Les réunionnais sont les rois du pique-nique. Mais attention, on ne pose pas juste un plaid sur la plage pour y manger baguette et saucisson. C’est beaucoup plus sérieux : on cuisine à la maison, et on amène les 12 marmites par famille voire même les meubles du salon et le lit du bébé et on vient s’installer jusqu’au coucher du soleil sur une plage à l’ombre des filaos ou dans les ‘hauts’ plus frais. On trouve de nombreuses tables, kiosques et barbecues partout dans l’île. De beaux moments conviviaux et de partages intergénérationnels ! Et en pique-nique comme au resto, les réunionnais mijotent les plats au feu de bois. Et ça c’est top !

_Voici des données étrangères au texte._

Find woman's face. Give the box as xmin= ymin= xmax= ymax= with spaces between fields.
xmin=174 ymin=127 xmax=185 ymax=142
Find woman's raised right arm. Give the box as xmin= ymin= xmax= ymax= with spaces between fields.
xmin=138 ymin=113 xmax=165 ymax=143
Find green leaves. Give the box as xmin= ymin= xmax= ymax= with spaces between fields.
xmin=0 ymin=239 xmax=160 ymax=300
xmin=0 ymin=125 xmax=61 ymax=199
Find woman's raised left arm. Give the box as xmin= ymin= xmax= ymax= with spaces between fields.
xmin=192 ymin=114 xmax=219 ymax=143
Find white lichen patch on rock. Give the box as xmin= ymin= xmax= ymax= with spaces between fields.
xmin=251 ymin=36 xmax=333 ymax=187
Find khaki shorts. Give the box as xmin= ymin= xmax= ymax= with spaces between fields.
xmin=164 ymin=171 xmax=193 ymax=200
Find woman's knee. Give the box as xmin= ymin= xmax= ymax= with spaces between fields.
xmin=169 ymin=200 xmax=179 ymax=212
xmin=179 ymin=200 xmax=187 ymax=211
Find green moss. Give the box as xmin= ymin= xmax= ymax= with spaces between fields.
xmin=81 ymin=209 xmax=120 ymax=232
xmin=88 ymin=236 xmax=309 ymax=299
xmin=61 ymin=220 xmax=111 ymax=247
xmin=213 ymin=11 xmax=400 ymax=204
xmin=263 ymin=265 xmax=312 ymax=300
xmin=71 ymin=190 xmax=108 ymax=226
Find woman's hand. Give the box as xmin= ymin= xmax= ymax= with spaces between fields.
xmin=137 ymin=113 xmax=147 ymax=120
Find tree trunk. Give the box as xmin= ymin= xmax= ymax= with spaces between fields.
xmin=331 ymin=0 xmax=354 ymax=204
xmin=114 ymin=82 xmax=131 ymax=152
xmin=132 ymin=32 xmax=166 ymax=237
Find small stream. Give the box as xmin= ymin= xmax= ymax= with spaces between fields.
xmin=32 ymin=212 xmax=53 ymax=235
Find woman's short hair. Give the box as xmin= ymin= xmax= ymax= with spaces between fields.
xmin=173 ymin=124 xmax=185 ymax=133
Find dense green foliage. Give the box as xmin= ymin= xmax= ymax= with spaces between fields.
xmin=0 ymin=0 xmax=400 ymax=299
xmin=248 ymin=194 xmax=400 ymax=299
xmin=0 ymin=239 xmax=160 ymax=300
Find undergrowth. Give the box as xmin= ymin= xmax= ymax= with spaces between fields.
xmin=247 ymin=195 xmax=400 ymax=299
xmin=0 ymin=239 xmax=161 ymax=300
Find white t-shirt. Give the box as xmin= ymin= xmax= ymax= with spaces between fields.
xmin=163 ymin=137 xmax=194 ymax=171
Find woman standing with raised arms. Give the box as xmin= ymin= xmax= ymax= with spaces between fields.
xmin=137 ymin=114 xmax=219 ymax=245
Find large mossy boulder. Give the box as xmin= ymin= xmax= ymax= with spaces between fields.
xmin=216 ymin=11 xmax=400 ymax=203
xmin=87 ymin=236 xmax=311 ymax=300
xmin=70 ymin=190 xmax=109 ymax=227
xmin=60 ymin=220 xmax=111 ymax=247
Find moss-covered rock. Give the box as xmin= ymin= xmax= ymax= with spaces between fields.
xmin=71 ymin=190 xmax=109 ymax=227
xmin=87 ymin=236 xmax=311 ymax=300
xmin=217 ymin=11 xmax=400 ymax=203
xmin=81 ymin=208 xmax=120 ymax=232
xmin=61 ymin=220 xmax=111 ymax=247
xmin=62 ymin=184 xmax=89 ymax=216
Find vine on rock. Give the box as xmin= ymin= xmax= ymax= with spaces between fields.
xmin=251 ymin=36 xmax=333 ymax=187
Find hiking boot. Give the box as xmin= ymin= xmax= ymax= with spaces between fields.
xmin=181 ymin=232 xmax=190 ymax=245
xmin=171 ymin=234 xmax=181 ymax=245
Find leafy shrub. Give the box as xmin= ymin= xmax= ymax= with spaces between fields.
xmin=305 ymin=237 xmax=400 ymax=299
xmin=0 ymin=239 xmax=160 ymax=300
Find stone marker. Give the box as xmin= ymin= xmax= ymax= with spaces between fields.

Un petit-déj on ne peut plus banal peut d’ailleurs devenir mémorable dès lors qu’il est pris dans un environnement aussi somptueux que celui du Gîte du volcan après un lever de soleil derrière la pente du piton de la fournaise dont on se rappellera longtemps !
Pour résumer, dans l’assiette on retrouve des influences indiennes, mais aussi africaines, malgaches et chinoises. Chaque peuple est arrivé sur l’île avec ses traditions, notamment culinaires et cela donne un joyeux mélange très harmonieux.
Comment ramener un peu de La Réunion à la maison ? Nous avons passé du temps au marché le dernier jour et j’ai ramené de la vanille bourbon évidemment, mais aussi des ananas Victoria, des petites bananes, des citrons combava et des mangues vertes (pour les rougails), et du rhum pour arranger tout ça. Et pour des nostalgies qui surviendraient après, il existe le service ‘Colipays’ qui livre des colis de produits frais de l’île de La Réunion en métropole. Je préfère choisir l’option d’y retourner un jour pour goûter à nouveau à toutes ces réjouissances sur place !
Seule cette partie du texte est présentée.